Bij Lightroom is veel aandacht besteed aan de publicatiemogelijkheden met de modules Presentatie, Afdrukken en Web. En met de module Boek maak je eenvoudig indrukwekkende portfolioboeken of mooie trouwalbums voor een ultieme printbeleving. Hoe werkt deze module en hoe zorg je dat je ze overal kunt laten afdrukken?
Onderstaand artikel kun je ook als PDF downloaden (klik hier, 3MB). Het is een hoofdstuk uit het boek Ontdek Lightroom Classic 2e editie. Wil je dit boek kopen, klik dan op de banner naast dit artikel.
Interface
Als je op de module Boek klikt, is de interface weer heel herkenbaar voor het werken in Lightroom: aan de bovenzijde de modulebalk, links een groepsdeelvenster met Voorvertoning en Verzamelingen, rechts het groepsdeelvenster met parameters en instellingen en daartussen een groot werkveld. Hieronder zoals altijd de gereedschapsbalk (Toolbar, T) en de filterbalk en filmstrip. Met de sneltoetsen Tab en Shift+Tab kan ruimte gemaakt worden voor een groter werkgebied en individuele deelvensters kunnen tijdelijk worden ingeklapt door op de grijze driehoekjes te klikken.

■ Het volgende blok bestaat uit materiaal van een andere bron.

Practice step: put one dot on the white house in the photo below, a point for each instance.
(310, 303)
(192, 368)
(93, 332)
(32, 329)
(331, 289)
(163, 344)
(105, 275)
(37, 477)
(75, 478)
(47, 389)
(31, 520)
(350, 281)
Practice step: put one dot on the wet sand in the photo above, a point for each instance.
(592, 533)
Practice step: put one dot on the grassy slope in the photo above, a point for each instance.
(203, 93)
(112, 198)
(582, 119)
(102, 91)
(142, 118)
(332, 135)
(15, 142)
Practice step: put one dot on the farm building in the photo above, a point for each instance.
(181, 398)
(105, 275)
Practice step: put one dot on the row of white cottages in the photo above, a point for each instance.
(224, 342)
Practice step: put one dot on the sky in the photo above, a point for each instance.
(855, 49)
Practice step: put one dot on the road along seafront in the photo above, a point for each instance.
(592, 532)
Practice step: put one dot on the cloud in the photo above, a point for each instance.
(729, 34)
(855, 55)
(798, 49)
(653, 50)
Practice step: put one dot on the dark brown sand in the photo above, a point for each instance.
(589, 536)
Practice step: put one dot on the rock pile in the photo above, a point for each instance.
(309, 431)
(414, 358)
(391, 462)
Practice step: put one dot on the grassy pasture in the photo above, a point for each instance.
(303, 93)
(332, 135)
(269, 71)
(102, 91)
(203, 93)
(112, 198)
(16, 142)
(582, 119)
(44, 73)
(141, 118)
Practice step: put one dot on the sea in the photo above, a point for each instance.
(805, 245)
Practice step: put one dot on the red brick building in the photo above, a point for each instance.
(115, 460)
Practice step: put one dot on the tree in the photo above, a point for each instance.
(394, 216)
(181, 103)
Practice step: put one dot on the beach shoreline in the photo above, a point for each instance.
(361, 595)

Als je de eerste keer de module Boek activeert, zie je in de werkruimte drie dubbele pagina’s (spreads) van een leeg boek. De grootte van deze spreads kun je regelen met de schuifregelaar Miniaturen onder in de gereedschapsbalk. Deze weergave (Weergave van meerdere pagina’s, Cmd/Ctrl+E) geeft je dus een goed overzicht van het complete boek. Wil je alleen twee tegenoverliggende pagina’s bekijken, dan kan dat in de modus Spreadweergave (Cmd/Ctrl+R). Wil je een pagina nog beter kunnen zien, dan kun je dit in de modus Weergave van één pagina doen (Cmd/Ctrl+T). Om een pagina in detail te zien, kun je overschakelen naar de modus Weergave gezoomde pagina (Cmd/Ctrl+U). Met een vast zoompercentage beland je daarmee in de opgemaakte pagina en door de spatiebalk in te drukken en met de cursor te slepen, kun je schuiven in deze weergave.

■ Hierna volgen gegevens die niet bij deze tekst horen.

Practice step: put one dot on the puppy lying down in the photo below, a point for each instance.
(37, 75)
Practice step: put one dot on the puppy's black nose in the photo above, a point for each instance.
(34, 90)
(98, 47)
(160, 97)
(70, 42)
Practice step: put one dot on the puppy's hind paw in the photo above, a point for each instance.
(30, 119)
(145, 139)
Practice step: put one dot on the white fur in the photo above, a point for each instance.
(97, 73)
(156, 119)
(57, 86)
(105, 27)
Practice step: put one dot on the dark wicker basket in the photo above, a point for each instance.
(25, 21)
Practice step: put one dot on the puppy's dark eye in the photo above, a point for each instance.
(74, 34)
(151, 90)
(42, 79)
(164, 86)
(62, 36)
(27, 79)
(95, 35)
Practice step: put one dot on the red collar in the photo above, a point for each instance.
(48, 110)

Spreadweergave optimaliseren Bij het opmaken van een boek is de Spreadweergave heel handig. Om de werkruimte hiervoor te optimaliseren kun je titel- en menubalk verbergen door twee keer op Shift+F te drukken. Ook kun je het linkerdeelvenster inklappen door op het driehoekje links ervan te klikken (of F7) en eventueel ook nog het modulevenster verbergen (F5). De filmstrip kun je tijdelijk inklappen met de functietoets F6. Werk bij voorkeur op minimaal een 24 inch breedbeeldscherm op 1920 bij 1080/1200 pixels. |
Een boek voorbereiden
Zoals met zoveel werkzaamheden en taken is een goede voorbereiding het halve werk. Dat geldt ook bij het maken van een fotoboek in Lightroom.
• JPEG, PDF of Blurb
Deze workshop gaat ervan uit dat je het boek opmaakt met RAW-foto’s en vervolgens de pagina’s exporteert als JPEG om ze vervolgens in een albumprogramma van een online aanbieder, zoals CEWE, Hema of Albelli te kunnen plaatsen. Je bent dan niet gebonden aan de standaard-aanbieder van Adobe, zijnde Blurb. De keuze JPEG, PDF of Blurb vind je in het bovenste deelvenster van de module Boek.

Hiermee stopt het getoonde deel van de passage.